What "wing" plow did they compare it to? Those wings look pretty small to really move much. Nice plow otherwise, the downpressure must really scrape well.


----------



## lawn king (Nov 21, 2004)

Its time for sno-way to man up and come back to plowsite!


----------



## iceyman (Mar 1, 2007)

lawn king;1042631 said:


> Its time for sno-way to man up and come back to plowsite!


they shudnt be allowed back ,,, bunch o biatches


----------



## bhmjwp (Dec 12, 2005)

Hello Basher-is this new Sno-way like the Speedwing? Spring loaded wings. I thought I had read somewhere about this. The reason I ask is that for a scoop plow the Speedwing is about as simple as it gets. And I like simple when it comed to plows in the dead of winter.


----------



## basher (Nov 13, 2004)

bhmjwp;1043554 said:


> Hello Basher-is this new Sno-way like the Speedwing? Spring loaded wings..


The 29R is real different from the speedwing. I saw one earlier in the week. they are basicly a 29HD with spring return hydraulically extended wings. the wings rotate 90 degrees from the straight blade conformation to a box pusher. you can stop them at any point in between


----------



## Matson Snow (Oct 3, 2009)

2COR517;1042544 said:


> Looks like a good unit, manageable weight.
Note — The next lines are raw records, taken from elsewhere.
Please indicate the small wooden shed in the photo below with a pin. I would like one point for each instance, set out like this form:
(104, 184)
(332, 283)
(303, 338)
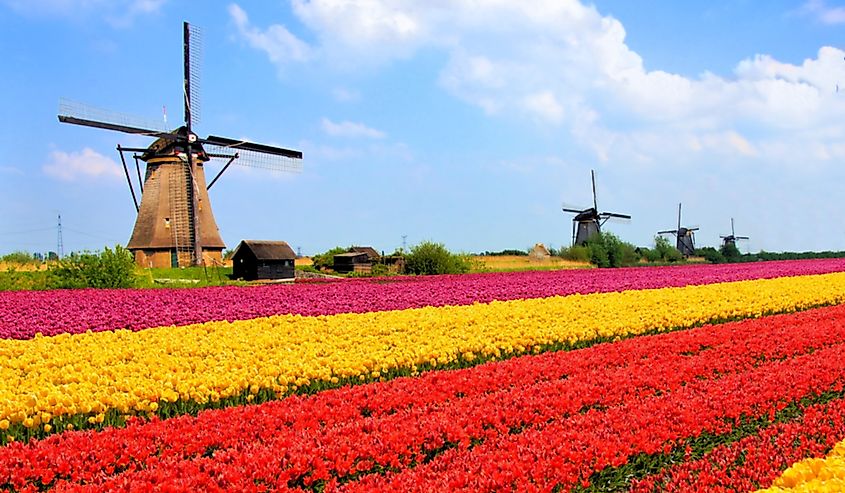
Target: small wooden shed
(357, 259)
(352, 262)
(256, 259)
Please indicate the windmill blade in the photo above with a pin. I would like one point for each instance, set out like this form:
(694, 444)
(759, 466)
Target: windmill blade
(254, 159)
(243, 145)
(615, 215)
(193, 51)
(89, 116)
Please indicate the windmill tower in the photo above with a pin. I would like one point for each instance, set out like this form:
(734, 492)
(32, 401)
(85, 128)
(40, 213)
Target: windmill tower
(731, 238)
(175, 225)
(685, 237)
(588, 222)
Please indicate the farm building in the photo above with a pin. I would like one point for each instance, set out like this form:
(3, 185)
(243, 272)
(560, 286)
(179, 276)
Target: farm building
(358, 259)
(255, 259)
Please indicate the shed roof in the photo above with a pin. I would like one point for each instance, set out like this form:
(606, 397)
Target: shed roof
(370, 251)
(267, 250)
(351, 255)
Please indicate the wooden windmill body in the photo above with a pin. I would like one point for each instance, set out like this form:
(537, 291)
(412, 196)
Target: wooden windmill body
(732, 238)
(175, 225)
(684, 237)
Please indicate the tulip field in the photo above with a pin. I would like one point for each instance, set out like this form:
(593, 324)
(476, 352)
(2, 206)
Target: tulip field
(689, 378)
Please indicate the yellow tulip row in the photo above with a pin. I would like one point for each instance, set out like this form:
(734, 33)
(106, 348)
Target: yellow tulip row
(814, 475)
(124, 372)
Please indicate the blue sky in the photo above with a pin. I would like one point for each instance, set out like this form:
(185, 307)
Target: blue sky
(463, 122)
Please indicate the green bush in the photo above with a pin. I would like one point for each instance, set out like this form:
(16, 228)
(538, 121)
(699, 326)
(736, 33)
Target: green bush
(575, 253)
(665, 251)
(607, 250)
(433, 258)
(710, 254)
(106, 269)
(19, 257)
(325, 260)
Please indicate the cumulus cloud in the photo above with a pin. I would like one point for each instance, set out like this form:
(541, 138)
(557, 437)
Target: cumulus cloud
(563, 63)
(350, 129)
(277, 42)
(83, 165)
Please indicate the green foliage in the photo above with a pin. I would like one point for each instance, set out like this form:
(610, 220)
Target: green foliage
(380, 270)
(106, 269)
(575, 253)
(519, 253)
(710, 254)
(19, 257)
(664, 251)
(326, 260)
(433, 258)
(607, 250)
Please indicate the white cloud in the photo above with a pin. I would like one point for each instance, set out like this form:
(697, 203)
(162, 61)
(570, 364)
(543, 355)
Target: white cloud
(350, 129)
(825, 14)
(75, 166)
(277, 42)
(561, 62)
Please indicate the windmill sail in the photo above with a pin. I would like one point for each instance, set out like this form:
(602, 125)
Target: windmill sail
(175, 225)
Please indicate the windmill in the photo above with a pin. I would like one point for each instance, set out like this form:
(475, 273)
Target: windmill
(731, 238)
(685, 237)
(588, 222)
(175, 225)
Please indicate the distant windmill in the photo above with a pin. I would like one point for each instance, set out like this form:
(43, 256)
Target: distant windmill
(588, 222)
(731, 238)
(685, 237)
(175, 225)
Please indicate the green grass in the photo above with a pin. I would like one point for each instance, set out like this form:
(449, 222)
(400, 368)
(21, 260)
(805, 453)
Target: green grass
(186, 277)
(13, 279)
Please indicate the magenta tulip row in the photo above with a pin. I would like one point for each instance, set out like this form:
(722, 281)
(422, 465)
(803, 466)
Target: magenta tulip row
(23, 314)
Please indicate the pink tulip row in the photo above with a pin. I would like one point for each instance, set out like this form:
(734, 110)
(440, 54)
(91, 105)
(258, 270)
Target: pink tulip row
(655, 390)
(23, 314)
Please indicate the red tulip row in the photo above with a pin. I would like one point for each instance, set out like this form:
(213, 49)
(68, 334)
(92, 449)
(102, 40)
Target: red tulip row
(755, 461)
(406, 422)
(567, 452)
(25, 313)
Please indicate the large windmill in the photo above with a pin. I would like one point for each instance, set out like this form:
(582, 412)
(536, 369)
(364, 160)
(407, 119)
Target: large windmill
(175, 225)
(731, 238)
(588, 222)
(685, 237)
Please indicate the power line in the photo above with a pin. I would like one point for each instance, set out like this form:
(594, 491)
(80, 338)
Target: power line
(50, 228)
(60, 247)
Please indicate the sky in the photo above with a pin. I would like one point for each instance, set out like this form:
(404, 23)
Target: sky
(464, 122)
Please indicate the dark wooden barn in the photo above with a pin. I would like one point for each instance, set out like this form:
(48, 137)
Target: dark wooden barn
(254, 259)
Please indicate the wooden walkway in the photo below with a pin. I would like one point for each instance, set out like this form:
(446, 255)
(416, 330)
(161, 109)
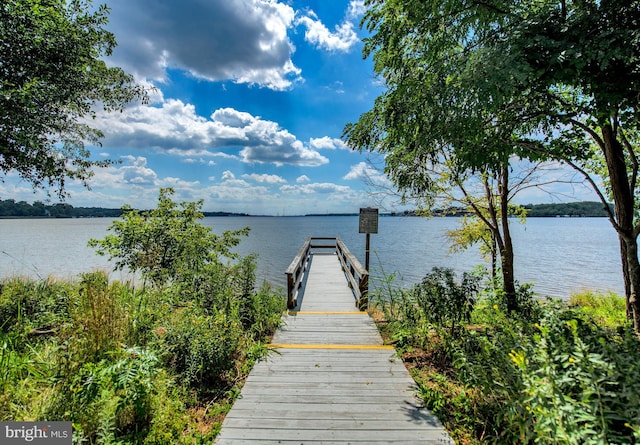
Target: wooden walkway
(329, 379)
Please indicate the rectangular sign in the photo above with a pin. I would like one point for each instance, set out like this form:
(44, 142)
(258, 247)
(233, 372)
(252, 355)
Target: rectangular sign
(36, 433)
(368, 220)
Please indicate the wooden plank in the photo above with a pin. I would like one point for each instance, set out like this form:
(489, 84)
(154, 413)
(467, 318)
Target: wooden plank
(322, 386)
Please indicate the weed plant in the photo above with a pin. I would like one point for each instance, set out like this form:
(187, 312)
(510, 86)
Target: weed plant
(158, 364)
(554, 372)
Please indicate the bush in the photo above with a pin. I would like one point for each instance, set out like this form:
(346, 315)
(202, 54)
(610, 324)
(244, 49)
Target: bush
(201, 349)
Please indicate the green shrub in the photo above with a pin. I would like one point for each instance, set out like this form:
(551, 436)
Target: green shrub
(199, 348)
(608, 309)
(444, 302)
(580, 383)
(26, 304)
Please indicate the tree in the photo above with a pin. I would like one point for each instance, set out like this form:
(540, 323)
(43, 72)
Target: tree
(490, 79)
(427, 117)
(167, 244)
(579, 62)
(52, 79)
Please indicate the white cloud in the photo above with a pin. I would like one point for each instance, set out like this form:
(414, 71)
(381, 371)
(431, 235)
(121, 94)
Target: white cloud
(319, 187)
(241, 40)
(342, 39)
(175, 127)
(356, 9)
(367, 173)
(327, 143)
(267, 179)
(228, 176)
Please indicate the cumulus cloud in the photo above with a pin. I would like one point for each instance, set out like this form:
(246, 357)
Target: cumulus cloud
(327, 143)
(356, 9)
(175, 127)
(368, 173)
(267, 179)
(341, 39)
(228, 176)
(319, 187)
(242, 40)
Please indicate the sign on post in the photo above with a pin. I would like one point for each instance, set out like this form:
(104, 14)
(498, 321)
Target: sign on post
(368, 220)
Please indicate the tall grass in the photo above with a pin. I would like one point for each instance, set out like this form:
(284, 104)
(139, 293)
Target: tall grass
(556, 373)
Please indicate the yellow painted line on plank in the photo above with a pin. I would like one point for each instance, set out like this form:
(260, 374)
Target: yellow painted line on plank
(326, 346)
(328, 313)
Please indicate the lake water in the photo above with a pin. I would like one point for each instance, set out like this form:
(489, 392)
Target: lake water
(559, 255)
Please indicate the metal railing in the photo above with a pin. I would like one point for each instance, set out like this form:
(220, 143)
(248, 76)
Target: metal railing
(357, 276)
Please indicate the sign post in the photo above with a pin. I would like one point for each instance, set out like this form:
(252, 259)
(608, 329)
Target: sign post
(368, 224)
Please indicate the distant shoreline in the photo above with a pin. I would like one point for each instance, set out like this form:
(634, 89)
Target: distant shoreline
(9, 209)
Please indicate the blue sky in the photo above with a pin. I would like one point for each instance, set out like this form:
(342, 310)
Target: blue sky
(250, 103)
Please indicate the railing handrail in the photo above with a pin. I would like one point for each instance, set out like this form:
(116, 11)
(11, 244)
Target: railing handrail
(357, 275)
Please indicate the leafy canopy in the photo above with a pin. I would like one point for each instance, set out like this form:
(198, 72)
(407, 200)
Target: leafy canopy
(168, 243)
(52, 78)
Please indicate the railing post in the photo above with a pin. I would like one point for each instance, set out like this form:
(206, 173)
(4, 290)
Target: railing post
(363, 285)
(291, 303)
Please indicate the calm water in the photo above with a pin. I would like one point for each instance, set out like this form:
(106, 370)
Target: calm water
(559, 255)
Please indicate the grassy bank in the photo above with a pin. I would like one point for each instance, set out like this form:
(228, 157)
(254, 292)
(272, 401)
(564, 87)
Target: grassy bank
(554, 373)
(128, 365)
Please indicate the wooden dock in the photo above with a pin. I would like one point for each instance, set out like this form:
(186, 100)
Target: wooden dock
(329, 379)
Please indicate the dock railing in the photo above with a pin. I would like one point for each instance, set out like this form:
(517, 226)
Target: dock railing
(357, 276)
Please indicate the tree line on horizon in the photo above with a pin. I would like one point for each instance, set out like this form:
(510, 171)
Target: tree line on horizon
(10, 208)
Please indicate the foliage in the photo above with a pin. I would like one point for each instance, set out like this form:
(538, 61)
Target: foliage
(444, 302)
(551, 375)
(51, 76)
(606, 309)
(151, 365)
(574, 209)
(200, 348)
(471, 86)
(167, 244)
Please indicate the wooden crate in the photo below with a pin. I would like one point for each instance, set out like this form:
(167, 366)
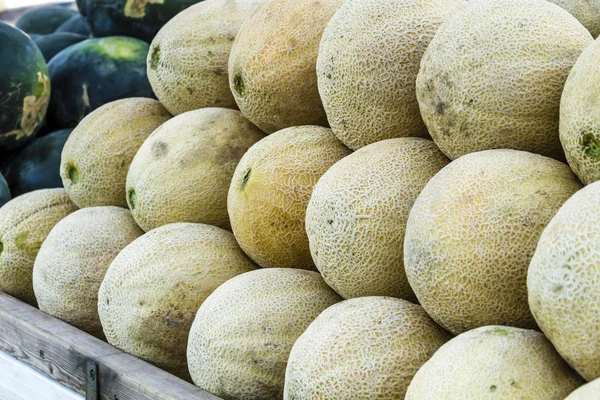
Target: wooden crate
(61, 352)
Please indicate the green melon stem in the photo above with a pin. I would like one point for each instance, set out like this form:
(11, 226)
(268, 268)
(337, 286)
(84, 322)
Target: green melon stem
(132, 199)
(73, 173)
(246, 177)
(240, 86)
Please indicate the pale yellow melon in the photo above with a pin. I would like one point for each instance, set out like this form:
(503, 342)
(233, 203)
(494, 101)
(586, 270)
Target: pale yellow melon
(356, 217)
(25, 222)
(362, 349)
(495, 363)
(562, 282)
(187, 61)
(270, 191)
(273, 62)
(472, 232)
(368, 63)
(98, 153)
(154, 287)
(73, 260)
(243, 333)
(183, 170)
(590, 391)
(579, 118)
(493, 75)
(586, 11)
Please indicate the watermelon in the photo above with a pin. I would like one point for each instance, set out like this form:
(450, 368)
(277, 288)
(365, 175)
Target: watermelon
(37, 166)
(4, 192)
(76, 24)
(52, 44)
(44, 20)
(141, 19)
(24, 88)
(94, 72)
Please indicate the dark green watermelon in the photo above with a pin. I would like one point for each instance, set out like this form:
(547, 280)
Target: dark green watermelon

Better than a Fisher ??????.....:waving:.......:laughing:


----------



## basher (Nov 13, 2004)

Matson Snow;1043624 said:


> Better than a Fisher ??????.....:waving:.......:laughing:


Most certainly different


----------



## 2COR517 (Oct 23, 2008)

Matson Snow;1043624 said:


> Better than a Fisher ??????.....:waving:.......:laughing:


Fisher....Fisher....hmm. Sounds familiar


----------



## icudoucme (Dec 3, 2008)

I'll buy one if they put a trip edge on it......


----------



## plowguy43 (Jan 2, 2008)

basher;1043565 said:


> The 29R is real different from the speedwing. I saw one earlier in the week. they are basicly a 29HD with spring return hydraulically extended wings. the wings rotate 90 degrees from the straight blade conformation to a box pusher. you can stop them at any point in between


Sounds like a much simpler setup, less problems down the road. Is there any wings that can be added to the wings? Hope that makes sense


----------



## basher (Nov 13, 2004)

plowguy43;1043731 said:


> Is there any wings that can be added to the wings? Hope that makes sense


No, not by factory design. I would hesitate before I added aftermarket wing also. The unit is engineered to handle the existing load. Increasing that load could have detrimental effects.


----------



## plowguy43 (Jan 2, 2008)

thats too bad, they just look small- maybe its just the pictures.


----------



## smokin4by (Dec 21, 2009)

i'd like to see one working before i put too much thought in it. when they post a link let me know if you would


----------



## basher (Nov 13, 2004)

smokin4by;1044239 said:


> i'd like to see one working before i put too much thought in it. when they post a link let me know if you would


http://www.snoway.com/index.cfm/act/plow/s/37


----------



## Triple L (Nov 1, 2005)

I wish Noway luck... Except the only problem is the wings are the same old $hitty Revolution design which bends and breaks and cracks right where there mounted in that curve weld


----------



## 2COR517 (Oct 23, 2008)

You can tell all that from a couple pics?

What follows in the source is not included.